Plötzlich wurde ein fernes, seltsames Pfeifen gehört, auf das ein dumpfes Rollen folgte, unter dem die Fenster zitterten. Alpatitsch verließ das Fenster und ging in die Straße hinab. Zwei Männer liefen nach der Brücke zu. Von allen Seiten ertönte jetzt scharfes Pfeifen. Kanonenkugeln fielen mit dumpfem Schlag nieder und dazwischen explodierten Granaten, welche wie ein Regenschauer in die Stadt fielen. Aber die Einwohner achteten noch wenig darauf, das Gewehrfeuer vor der Stadt interessierte sie noch mehr … Das war die Beschießung der Stadt, welche Napoleon befohlen hatte. Seit fünf Uhr morgens feuerten hundertunddreißig Kanonen unaufhörlich.
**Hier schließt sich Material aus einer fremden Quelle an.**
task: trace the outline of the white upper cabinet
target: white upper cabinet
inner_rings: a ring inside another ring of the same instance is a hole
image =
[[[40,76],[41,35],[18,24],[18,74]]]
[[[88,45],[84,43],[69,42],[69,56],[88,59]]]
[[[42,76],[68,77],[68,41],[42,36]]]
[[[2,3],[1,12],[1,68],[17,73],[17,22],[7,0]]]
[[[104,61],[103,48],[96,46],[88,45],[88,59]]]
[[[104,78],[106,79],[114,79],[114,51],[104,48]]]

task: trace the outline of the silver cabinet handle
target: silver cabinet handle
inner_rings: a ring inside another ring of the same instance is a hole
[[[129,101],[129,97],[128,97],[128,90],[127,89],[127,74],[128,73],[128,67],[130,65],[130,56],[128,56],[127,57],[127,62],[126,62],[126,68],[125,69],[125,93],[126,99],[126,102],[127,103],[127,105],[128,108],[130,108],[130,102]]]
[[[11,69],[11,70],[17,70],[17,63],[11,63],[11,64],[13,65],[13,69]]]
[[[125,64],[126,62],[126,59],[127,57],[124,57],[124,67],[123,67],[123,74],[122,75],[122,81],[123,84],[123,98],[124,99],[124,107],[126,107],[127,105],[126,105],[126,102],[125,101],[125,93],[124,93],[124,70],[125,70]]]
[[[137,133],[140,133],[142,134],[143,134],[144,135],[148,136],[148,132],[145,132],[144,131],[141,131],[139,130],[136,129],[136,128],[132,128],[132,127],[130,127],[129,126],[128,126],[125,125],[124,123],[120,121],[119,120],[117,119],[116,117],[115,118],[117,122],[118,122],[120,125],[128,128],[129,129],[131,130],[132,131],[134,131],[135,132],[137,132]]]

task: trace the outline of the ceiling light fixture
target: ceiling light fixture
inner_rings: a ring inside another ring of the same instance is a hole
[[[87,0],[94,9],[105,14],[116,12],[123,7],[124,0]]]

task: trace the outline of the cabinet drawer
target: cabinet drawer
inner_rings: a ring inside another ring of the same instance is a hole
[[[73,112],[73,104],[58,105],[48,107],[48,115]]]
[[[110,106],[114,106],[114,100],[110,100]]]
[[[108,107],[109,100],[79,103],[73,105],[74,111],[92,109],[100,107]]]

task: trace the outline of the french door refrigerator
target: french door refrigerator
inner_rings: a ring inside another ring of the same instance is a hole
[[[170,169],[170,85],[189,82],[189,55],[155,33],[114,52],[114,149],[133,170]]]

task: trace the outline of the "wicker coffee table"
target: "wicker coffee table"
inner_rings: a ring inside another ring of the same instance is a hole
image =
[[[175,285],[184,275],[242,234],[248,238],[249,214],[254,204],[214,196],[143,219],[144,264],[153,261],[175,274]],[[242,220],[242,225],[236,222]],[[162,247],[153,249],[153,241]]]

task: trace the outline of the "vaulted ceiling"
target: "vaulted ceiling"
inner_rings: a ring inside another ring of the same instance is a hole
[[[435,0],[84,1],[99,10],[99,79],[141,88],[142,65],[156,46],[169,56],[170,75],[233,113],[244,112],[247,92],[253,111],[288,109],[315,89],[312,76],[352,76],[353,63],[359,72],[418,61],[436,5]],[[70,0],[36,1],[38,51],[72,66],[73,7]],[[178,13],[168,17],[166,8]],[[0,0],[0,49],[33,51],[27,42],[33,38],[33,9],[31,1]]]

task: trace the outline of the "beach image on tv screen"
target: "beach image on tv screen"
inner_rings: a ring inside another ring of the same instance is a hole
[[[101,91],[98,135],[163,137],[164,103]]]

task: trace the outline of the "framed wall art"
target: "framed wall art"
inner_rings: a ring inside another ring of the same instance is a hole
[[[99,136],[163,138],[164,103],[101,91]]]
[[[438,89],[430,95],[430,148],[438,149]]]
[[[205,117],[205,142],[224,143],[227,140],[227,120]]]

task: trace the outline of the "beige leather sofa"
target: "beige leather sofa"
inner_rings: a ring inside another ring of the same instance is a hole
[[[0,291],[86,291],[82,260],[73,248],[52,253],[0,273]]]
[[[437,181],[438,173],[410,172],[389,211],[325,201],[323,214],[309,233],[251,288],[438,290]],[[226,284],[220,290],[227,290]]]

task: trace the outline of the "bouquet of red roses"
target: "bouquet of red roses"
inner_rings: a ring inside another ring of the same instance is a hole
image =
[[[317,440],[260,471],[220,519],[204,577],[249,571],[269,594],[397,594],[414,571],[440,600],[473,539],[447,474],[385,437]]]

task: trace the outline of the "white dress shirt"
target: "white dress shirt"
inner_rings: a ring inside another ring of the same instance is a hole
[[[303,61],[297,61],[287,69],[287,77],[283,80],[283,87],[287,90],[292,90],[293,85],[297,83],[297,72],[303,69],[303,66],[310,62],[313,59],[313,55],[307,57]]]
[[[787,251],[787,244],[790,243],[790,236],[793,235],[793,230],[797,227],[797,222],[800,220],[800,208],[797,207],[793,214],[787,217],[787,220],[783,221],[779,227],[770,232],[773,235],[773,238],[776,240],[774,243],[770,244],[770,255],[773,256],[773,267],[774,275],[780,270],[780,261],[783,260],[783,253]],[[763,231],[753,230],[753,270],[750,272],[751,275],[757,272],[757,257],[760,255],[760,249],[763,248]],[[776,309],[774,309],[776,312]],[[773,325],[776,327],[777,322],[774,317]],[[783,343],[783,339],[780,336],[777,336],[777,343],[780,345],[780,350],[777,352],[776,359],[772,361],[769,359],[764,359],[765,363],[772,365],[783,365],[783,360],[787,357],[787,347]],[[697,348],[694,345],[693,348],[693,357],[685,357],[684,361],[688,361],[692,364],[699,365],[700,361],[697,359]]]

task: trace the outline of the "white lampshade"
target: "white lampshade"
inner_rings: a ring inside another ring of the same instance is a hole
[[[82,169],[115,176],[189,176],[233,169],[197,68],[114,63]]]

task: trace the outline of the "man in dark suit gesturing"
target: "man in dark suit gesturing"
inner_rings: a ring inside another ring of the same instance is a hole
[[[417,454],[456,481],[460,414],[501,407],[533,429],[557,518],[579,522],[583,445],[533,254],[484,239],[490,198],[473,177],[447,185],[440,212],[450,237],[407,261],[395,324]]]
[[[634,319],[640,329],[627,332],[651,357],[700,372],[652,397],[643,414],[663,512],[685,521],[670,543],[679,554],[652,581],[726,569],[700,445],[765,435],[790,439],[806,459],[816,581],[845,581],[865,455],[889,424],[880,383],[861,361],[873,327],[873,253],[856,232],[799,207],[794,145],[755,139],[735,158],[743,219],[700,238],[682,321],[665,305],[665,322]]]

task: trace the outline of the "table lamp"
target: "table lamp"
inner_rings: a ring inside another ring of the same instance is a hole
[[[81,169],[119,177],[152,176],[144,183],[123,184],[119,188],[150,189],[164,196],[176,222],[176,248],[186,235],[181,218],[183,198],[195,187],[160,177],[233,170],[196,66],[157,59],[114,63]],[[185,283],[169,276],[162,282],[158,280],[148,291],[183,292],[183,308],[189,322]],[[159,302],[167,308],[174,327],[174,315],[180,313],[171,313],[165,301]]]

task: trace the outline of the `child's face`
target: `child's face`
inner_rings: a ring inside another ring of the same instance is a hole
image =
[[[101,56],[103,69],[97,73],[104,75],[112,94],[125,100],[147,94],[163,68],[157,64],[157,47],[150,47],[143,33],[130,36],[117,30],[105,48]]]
Die Frau Ferapontows, welche in einer Ecke der Scheune noch immer weinte, verstummte plötzlich und kam hervor, um zu sehen, was der Lärm bedeute und mit Vorübergehenden zu sprechen.
Die Köchin und der Krämer vom nächsten Laden traten zu ihr und alle verfolgten mit Spannung den Lauf der Geschosse, welche über ihre Köpfe wegflogen. Einige Männer gingen lebhaft sprechend vorüber.
»Welche Gewalt!« sagte der eine. »Das Dach ist in Späne zerschlagen worden!«
»Gut, daß du beiseite gesprungen bist, sonst hätte dich die Kugel niedergeschlagen«, sagte ein anderer. Bald sammelte sich eine kleine Volksmenge. Das scharfe Pfeifen der Kugeln und das Brummen der Granaten und Bomben verstärkte sich, aber fast alle Geschosse gingen über die Dächer weg.
Endlich stieg Alpatitsch auf seinen Wagen, und der Wirt beobachtete seine letzten Vorbereitungen, während die Köchin neugierig herbeikam, um zu hören, was vorging.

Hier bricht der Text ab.